But: This way it makes it rather useless since i have to to all declarations "on init". I'm used to copy and paste "modules" (which i like to import later when the import function is working), but this works only if i may declare variables or the new families inside functions.


----------



## kotori (Aug 7, 2006)

Hi Benjamin,
I thought I'd make this release a beta, but I didn't and in retrospect I was a bit too optimistic. The samples you posted should work, so I'll look at this and keep you posted.

Nils


----------



## Dynamitec (Aug 7, 2006)

Hi Nils,

thanks for your work. Yeah, hehe, it's getting a little bit complex now  And so the risks for bugs is growing.

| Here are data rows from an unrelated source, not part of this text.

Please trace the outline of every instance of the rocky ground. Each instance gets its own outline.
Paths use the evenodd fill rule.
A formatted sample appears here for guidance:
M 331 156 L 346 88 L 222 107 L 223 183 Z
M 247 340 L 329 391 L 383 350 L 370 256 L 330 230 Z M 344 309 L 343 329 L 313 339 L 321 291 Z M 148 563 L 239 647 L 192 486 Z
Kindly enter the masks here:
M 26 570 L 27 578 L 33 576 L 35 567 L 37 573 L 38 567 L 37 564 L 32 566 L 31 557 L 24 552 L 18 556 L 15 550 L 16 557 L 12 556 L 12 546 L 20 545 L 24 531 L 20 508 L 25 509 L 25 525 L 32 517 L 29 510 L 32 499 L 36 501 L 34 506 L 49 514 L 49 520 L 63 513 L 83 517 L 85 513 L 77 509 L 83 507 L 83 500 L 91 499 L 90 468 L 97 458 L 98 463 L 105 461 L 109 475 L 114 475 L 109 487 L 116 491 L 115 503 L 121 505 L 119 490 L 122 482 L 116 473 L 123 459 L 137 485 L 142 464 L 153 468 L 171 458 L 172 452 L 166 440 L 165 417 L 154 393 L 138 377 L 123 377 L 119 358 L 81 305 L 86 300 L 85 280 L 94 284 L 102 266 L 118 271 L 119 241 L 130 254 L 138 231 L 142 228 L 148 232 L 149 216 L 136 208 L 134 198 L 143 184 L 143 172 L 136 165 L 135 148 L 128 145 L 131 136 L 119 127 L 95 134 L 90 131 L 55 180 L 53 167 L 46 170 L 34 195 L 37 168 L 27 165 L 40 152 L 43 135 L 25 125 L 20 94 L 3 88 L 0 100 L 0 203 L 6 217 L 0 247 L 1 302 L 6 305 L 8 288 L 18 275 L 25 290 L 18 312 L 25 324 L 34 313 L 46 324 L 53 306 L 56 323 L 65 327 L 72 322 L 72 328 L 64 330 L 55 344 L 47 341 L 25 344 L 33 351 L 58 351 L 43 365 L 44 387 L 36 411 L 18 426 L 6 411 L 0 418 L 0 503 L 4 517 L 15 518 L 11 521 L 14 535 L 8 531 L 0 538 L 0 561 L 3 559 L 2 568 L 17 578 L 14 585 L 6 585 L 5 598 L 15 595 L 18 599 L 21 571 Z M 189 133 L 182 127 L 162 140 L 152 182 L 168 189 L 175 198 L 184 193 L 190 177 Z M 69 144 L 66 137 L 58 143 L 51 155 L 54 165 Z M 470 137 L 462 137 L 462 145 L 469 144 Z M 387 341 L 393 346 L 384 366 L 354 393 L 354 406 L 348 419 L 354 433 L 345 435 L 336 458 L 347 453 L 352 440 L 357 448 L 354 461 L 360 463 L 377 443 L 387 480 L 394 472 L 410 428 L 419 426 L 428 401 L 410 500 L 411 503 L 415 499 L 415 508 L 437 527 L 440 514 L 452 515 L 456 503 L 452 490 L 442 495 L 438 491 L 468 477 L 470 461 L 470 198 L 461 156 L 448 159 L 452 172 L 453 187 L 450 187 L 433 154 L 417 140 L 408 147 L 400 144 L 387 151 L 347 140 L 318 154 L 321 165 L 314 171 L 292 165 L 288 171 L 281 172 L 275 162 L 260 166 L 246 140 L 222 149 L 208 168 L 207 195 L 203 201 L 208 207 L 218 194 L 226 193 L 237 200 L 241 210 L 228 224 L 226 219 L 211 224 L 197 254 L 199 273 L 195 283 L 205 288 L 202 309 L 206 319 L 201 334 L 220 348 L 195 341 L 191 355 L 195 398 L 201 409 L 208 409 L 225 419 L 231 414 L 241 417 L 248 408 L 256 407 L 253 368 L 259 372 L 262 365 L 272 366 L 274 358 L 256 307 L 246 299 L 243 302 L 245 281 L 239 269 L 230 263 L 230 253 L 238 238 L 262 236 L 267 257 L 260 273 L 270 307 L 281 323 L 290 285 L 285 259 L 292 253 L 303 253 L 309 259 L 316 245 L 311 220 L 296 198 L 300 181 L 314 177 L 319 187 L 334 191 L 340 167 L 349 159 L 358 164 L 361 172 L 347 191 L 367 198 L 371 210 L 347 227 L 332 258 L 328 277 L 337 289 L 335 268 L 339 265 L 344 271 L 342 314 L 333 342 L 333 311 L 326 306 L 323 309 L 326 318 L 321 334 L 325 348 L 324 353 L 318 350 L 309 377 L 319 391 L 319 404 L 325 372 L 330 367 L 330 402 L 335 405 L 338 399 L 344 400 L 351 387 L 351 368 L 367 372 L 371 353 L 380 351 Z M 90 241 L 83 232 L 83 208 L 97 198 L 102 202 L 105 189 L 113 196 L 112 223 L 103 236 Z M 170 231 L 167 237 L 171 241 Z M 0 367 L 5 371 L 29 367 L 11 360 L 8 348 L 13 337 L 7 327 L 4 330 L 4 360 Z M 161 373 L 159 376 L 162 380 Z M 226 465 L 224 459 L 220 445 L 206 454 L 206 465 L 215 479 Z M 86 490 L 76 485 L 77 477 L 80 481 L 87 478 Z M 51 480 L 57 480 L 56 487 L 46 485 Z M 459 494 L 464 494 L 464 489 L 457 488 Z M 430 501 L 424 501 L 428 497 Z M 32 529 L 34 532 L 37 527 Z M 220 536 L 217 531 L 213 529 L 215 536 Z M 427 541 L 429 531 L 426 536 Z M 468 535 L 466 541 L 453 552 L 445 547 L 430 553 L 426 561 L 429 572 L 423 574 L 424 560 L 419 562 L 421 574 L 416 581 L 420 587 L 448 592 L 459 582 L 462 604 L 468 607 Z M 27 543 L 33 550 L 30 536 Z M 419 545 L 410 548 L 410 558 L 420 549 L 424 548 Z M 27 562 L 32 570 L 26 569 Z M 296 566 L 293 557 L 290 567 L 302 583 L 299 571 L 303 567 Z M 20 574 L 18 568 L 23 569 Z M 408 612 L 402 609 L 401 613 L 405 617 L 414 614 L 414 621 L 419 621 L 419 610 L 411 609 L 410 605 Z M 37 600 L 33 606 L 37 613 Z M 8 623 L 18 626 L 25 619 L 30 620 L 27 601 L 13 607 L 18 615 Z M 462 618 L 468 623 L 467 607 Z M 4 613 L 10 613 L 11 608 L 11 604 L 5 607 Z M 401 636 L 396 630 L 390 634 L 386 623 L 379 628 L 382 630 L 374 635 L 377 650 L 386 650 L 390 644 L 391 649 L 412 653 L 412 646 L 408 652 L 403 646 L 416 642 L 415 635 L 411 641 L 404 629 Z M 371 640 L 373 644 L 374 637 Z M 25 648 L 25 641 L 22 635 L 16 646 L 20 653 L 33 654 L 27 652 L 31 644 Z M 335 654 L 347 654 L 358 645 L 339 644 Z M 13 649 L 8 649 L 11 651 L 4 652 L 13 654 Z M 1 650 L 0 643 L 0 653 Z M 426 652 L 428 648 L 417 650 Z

But it will be really useful when it works!


----------



## kotori (Aug 7, 2006)

Hi everyone,
I'm very sorry for the inconvenience, but now I hope I have fixed the problems with the new family construct. (Previously I could assume that all variables are declared directly inside functions, wereas they now can be nested in a family code block - I had forgot to change a line that was based on the old assumption)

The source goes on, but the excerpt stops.